The https://dummyjson.com/products/1 API returns a JSON string to Axios

Axios automatically converts that JSON string into a Javascript object for you.

{"id":1,"title":"iPhone 9","description":"An apple mobile which is nothing like apple","price":549,"discountPercentage":12.96,"rating":4.69,"stock":94,"brand":"Apple","category":"smartphones","thumbnail":"https://i.dummyjson.com/data/products/1/thumbnail.jpg","images":["https://i.dummyjson.com/data/products/1/1.jpg","https://i.dummyjson.com/data/products/1/2.jpg","https://i.dummyjson.com/data/products/1/3.jpg","https://i.dummyjson.com/data/products/1/4.jpg","https://i.dummyjson.com/data/products/1/thumbnail.jpg"]} 

One way to achieve what you want:

  • Read response.headers["content-type"]

  • If it begins with application/json, then you are in luck: just treat response.data as a Javascript object

  • If it begins with text/html, despite you having requested a JSON, then something has gone wrong.

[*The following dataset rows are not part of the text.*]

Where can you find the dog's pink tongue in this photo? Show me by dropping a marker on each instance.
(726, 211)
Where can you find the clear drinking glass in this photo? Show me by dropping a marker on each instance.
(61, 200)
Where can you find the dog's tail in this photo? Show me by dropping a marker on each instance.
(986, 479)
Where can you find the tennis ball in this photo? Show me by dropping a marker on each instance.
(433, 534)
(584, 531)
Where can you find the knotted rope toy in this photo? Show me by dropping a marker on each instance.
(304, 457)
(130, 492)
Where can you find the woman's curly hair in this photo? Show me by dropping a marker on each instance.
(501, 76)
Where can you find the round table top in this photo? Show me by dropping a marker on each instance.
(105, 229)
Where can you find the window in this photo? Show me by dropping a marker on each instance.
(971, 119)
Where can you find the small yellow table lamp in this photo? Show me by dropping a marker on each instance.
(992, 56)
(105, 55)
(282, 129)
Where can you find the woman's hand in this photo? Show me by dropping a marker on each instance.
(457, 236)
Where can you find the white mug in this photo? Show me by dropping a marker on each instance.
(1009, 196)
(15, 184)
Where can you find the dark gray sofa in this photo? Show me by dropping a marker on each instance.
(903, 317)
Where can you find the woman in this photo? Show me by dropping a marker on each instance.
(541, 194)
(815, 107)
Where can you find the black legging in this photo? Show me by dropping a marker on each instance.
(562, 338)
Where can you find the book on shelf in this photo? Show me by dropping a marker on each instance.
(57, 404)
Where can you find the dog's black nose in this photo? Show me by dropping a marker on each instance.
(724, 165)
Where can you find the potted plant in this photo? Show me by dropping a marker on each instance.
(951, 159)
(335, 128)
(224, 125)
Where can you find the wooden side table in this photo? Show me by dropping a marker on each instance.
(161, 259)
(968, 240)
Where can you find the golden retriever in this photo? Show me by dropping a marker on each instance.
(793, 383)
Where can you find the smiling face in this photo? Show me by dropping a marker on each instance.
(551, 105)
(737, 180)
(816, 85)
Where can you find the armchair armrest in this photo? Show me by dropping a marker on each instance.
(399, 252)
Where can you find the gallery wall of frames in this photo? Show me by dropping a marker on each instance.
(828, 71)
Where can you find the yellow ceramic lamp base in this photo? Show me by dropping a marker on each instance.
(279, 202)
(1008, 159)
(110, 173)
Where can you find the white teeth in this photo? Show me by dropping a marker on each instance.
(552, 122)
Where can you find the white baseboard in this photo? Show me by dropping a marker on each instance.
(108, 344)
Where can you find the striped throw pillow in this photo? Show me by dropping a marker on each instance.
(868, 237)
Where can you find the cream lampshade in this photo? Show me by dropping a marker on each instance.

You could read response.data as HTML, and look for whether the server said anything helpful.

I don't like the idea of wrapping everything in a try/catch, and picking up a failed JSON.parse. We are already being given information on whether response.data is an object or not, so let's use that.

You could even write a wrapper for Axios

That could do the above, so you only have to write the code once.

1 Comment

Yeah, sorry for the confusion there. This is closest to what I want, but not quite; I was hoping that Axios could handle this in such a way that each individual callsite to .get wouldn't have to handle the content-type header. I may have found some trickery involving interceptors that I will post as a separate answer. N.B: Thanks for dummyjson.com, didn't know about that.